"libérez-votre nez!"
soirée oenologie
(découverte et dégustation)

 

le 10 mars 2000
avec dominique hutin, oenologue professionnel
et patrick naulleau, oenologue amateur

 


Patrick et Dominique, sont deux férus de l'aspect convivial de la table, et le vin en fait partie ! Cette soirée fut à la fois instructive, chaleureuse, détendue et assez animée !

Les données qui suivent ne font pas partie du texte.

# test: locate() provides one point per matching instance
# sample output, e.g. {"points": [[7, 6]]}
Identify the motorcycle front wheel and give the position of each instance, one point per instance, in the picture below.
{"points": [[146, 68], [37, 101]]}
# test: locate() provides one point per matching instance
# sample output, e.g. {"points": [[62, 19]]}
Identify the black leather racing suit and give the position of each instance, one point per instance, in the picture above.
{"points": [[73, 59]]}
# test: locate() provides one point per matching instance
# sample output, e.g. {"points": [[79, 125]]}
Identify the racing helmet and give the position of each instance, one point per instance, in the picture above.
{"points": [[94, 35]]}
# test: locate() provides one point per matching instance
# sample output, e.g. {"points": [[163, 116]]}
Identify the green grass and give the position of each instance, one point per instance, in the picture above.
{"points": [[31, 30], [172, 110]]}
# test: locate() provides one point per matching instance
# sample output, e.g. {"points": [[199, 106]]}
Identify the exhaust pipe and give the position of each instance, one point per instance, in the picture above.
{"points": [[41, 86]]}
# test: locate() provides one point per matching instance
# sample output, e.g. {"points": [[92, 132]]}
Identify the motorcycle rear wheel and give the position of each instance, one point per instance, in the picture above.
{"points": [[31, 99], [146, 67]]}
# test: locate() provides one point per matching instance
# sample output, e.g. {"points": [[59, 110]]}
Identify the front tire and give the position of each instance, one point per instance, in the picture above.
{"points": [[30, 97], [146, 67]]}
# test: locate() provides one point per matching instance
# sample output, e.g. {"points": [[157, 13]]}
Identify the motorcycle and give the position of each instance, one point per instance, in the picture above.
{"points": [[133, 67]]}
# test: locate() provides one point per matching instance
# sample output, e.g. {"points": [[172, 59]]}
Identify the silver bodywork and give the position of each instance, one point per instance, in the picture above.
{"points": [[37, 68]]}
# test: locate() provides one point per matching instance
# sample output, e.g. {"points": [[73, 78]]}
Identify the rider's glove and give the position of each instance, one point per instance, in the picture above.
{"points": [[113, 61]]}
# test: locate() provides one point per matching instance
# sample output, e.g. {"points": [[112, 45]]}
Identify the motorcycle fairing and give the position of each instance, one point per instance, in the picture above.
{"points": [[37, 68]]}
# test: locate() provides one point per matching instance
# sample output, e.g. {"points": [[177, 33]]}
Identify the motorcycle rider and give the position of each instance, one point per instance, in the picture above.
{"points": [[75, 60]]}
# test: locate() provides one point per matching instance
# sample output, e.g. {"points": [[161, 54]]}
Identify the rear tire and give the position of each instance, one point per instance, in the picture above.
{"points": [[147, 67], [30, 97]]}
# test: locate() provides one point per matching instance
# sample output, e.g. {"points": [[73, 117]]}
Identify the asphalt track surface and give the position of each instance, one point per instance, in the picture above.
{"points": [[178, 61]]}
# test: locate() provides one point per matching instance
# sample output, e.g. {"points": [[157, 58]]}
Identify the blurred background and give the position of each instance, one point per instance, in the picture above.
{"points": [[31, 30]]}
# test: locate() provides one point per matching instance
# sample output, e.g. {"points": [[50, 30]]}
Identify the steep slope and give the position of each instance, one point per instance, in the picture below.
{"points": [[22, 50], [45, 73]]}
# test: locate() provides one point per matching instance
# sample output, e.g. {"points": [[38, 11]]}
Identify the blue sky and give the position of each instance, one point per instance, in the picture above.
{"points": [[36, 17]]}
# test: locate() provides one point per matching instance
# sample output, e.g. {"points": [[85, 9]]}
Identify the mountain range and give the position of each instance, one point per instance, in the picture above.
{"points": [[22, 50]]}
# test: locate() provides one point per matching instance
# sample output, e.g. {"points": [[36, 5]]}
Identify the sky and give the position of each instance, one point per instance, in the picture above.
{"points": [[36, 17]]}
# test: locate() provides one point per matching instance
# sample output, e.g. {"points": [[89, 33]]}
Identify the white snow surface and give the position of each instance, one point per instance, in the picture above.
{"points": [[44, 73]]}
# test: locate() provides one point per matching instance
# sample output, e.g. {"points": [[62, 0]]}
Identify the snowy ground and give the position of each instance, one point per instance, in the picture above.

Quelques photos pour se plonger dans l'ambiance d'une soirée, 
- originale dans sa présentation, 
- chaleureuse, il faisait au moins 30°C, car nous étions pas loin de 90 à s'être découvert cet attrait pour le bon vin ! 
- conviviale, car comme vous le savez tous : bonum vinum laetificat cor hominis 
* le bon vin réjouis le cœur de l'homme !
- inattendue, une bouteille vendue aux enchères à la fin de la soirée ....
et nos trois gagnants sont .... pour la modique somme de 300 frs (prix d'ami) ... 
Hervé, Pierre, et Grégoire
( qui ne se trouve pas photogénique, c'est pour ça qu'il n'est pas sur la photo !)

    ouuis ... pas mal du tout ! (le vin, bien sur )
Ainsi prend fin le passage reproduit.